Foto: Tânia Rêgo/Agência Brasil
O Instituto Brasileiro de Geografia e Estatística (IBGE) oficializou a atualização dos limites territoriais de 784 municípios brasileiros entre maio de 2024 e abril de 2025, nesta segunda-feira (30). As alterações atingem cidades distribuídas em 13 estados.
Segundo o órgão, a revisão faz parte de sua missão institucional de manter atualizados os mapas oficiais do país, incorporando mudanças legais, decisões judiciais e avanços cartográficos.
Com a atualização, a área territorial oficial do Brasil passou a ser de 8.509.360,850 km², uma redução de 18,726 km² em relação ao dado divulgado em 2024. Apesar das mudanças nos limites, o país mantém o mesmo número de municípios: 5.569, além do Distrito Federal, Brasília, e do distrito estadual de Fernando de Noronha.
Entre as cidades que tiveram seus territórios ajustados estão Petrolina, Ouro Preto, Itapemirim, além de diversos municípios paulistas, como Guarulhos, Osasco e São Bernardo do Campo.
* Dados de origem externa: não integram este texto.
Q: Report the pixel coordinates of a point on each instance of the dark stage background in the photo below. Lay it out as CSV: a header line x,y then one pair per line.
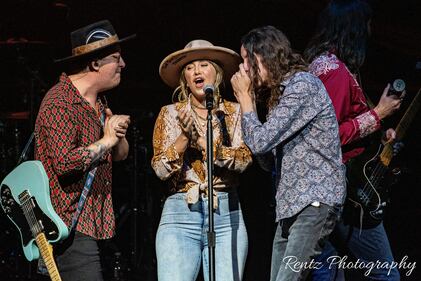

Os estados com maior número de municípios impactados são Paraná (399), São Paulo (173) e Amazonas (62), seguidos por Piauí, Minas Gerais e Bahia.
De acordo com o gerente da Divisão Territorial Brasileira do IBGE, José Henrique da Silva, o volume de revisões em 2025 foi especialmente elevado no Amazonas e no Paraná, onde praticamente todos os limites passaram por atualização, seja por revisão técnica ou por uso de dados cartográficos mais precisos.
O instituto destacou ainda que mantém acordos de cooperação com estados e assembleias legislativas para aprimorar continuamente a definição dos limites territoriais, com apoio de novas tecnologias de georreferenciamento.
Mudanças de nomes
Além das alterações territoriais, três municípios tiveram a grafia oficial modificada. Em Roraima, São Luiz passou a se chamar São Luiz do Anauá. Já no Rio Grande do Norte, Açu teve o nome ajustado para Assú, e Arês passou a ser grafado como Arez.
Segundo o IBGE, essas mudanças ocorrem com base em novas leis estaduais ou revisões documentais, sempre com aprovação dos governos locais antes de serem incorporadas aos registros oficiais.